From the October 3 Miami Herald editorial:
Congressional leaders shouldn't wait for the outcome of the criminal probe to find out exactly what went on here. Because of Mr. Foley's apparent proclivity for making advances to pages, the teenage staffers were warned about steering clear of the congressman. But Rep. Dennis Hastert, R-Ill., the speaker of the House, has acknowledged only that his staff had been made aware of concerns about what they termed ''over-friendly'' e-mails that Mr. Foley had sent to a 16-year-old page -- including one requesting a photo -- in the fall of 2005, and that his staff referred the matter to the House clerk.
Who knew what, when
Some newspapers -- including this one -- knew of this message as well and did not find it worthy of a news story because it seemed innocuous. Thus, Democratic charges of a ''cover up'' of Mr. Foley's activities by the Republican House leadership seem not only premature but crassly political. But the discovery of other, more explicit, messages and confusion over who knew what and when raise questions that require answers -- preferably, under oath and soon.

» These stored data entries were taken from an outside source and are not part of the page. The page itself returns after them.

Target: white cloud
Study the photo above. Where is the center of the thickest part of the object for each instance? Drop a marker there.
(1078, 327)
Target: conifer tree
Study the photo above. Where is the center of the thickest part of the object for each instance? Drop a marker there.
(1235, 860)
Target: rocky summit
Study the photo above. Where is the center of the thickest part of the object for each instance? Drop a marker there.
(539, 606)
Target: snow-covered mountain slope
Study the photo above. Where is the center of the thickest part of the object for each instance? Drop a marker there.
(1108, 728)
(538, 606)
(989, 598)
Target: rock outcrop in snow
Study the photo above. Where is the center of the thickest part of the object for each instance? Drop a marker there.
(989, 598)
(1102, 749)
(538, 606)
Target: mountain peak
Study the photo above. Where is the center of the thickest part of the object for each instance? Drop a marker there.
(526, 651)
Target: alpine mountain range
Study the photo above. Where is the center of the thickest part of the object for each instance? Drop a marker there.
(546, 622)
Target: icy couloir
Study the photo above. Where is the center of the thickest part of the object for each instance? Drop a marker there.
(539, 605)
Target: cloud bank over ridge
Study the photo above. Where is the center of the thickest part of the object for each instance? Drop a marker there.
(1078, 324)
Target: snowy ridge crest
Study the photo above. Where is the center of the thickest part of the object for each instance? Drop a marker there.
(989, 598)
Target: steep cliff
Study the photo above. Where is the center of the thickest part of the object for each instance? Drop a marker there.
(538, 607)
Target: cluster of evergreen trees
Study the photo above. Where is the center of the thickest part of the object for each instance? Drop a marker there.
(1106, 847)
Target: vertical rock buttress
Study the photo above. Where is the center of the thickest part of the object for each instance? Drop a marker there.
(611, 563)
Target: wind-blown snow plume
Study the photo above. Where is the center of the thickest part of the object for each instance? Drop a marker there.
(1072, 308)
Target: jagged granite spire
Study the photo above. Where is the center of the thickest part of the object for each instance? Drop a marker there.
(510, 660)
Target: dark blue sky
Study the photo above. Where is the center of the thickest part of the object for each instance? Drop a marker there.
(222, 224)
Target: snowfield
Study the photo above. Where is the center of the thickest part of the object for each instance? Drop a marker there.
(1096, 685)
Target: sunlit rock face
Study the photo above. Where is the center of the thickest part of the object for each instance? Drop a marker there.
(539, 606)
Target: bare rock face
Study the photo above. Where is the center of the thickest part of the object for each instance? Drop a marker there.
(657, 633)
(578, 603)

From the October 2 St. Petersburg Times article:
To bolster his argument, Hastert refers to an editor's note published on the St. Petersburg Times Web site Saturday that explains that the newspaper received copies of some of the e-mails to the Louisiana page in November 2005, but characterized them as "friendly chit-chat" and chose not to print a story about them after speaking to Foley.
But on Sunday night, St. Petersburg Times editors rebutted his statements.
"The speaker is inaccurate. Our decision not to publish last fall was not based on an explanation from Rep. Foley," managing editor Stephen Buckley said.
"We didn't publish because the Louisiana teenager's parents did not want to pursue the issue, and because, despite our best efforts, we weren't able to track down any pages who had received inappropriate e-mails from the congressman. We didn't know about any sexually explicit exchanges between Rep. Foley and any former pages until the instant messages became public on Friday."
From the October 2 AP article:
Meanwhile, Florida newspapers who were leaked copies of the e-mail with the Louisiana boy last year defended their decision not to run stories. Both The St. Petersburg Times and The Miami Herald were given copies of the e-mail, as were other news organizations, including Fox News.
"Our decision at the time was ... that because the language was not sexually explicit and was subject to interpretation, from innocuous to 'sick,' as the page characterized it, to be cautious," said Tom Fiedler, executive editor of the Herald. "Given the potentially devastating impact that a false suggestion of pedophilia could have on anyone, not to mention a congressman known to be gay, and lacking any corroborating information, we chose not to do a story."